The Model Still Works. The increased volatility of public markets, however, continues to make private equity attractive. What was once termed an alternative investment is certainly now very much in the mainstream for most sophisticated investors. However, the delta in returns between public markets and private markets have flagged in the last several years. As Bain & Co. noted in its 2020 Private Equity Report, “10-year public market returns match PE returns for the first time.”
Yet the current crisis, at the same time akin to the ones we seem to have every five or 10 years, and on the other hand of unprecedented scope, has obviously put an enormous dent in the wealth accumulated in the stock market. The ability to be patient and not have to respond to quarter-by-quarter earnings can allow private equity investors to take a more strategic, long-term view and ride out much of the fickle fluctuations of the financial markets.
This may seem a bit ironic, since most PE funds would love to be in and out of investments in a 3 to 5 year timeframe if possible. But with the public markets bouncing as violently as they are, private equity will remain a very attractive industry, both for Limited Partners as institutional investors and General Partners, the PE funds, as the custodians and direct investors of those funds.
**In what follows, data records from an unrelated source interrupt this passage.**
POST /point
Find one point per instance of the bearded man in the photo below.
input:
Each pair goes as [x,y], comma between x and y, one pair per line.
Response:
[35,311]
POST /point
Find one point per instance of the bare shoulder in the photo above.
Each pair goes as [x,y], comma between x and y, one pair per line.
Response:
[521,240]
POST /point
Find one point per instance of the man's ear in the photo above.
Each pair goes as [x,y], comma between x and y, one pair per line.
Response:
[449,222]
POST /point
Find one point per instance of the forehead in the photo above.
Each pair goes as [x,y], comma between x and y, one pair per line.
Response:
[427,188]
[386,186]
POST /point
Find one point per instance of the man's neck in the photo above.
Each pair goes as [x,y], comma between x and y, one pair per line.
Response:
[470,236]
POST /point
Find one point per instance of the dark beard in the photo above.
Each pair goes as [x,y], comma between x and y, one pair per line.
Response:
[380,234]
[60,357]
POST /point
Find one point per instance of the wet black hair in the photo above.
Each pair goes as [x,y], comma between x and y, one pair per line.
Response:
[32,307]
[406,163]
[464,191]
Over time, more and more funds have gone to a model of backing individual executives or executive teams in what I call the “Back-able, Bankable Leadership“ model, or BBL. Both venture and buyout funds have increasingly backed executive leadership that has had prior success and will continue to do so. The proverbial “Holy Grail“ for investment funds is to find management teams that are proven and have as close to a proprietary idea as possible. By this I mean either a specific target company(ies) for acquisition or a well-developed investment thesis with demonstrable potential acquisition targets.
How much better to create a situation where you have an organic genesis of an investment, rather than competing in a broad auction scenario against many other funds. In the latter case, the “winner” of an auction may be successful in acquiring a business, but a loser as an investor, having paid too high a price at the outset.
An old saw in investing circles is that “You are more likely to win by backing an ‘A’ management team with a ‘B’ plan over a ‘B’ management team with an ‘A’ quality plan.“ At no time has this been more true than today, as many firms actually have to reinvent their business models on the fly. As we face unparalleled turbulence in the markets, especially given the latest crisis, never has leadership, true leadership, been at more of a premium. Operational excellence, coupled with the genuine ability to inspire, will always be valued. In short, today it is more critical than ever to actually run businesses better.
Effective executive leadership makes all the difference. It certainly makes me quite sanguine about the prospects for the executive search industry in partnering with private equity clients to create value. Successful investors invest in superior management and leadership, especially when competition is greater than ever and times are uncertain, to say the least!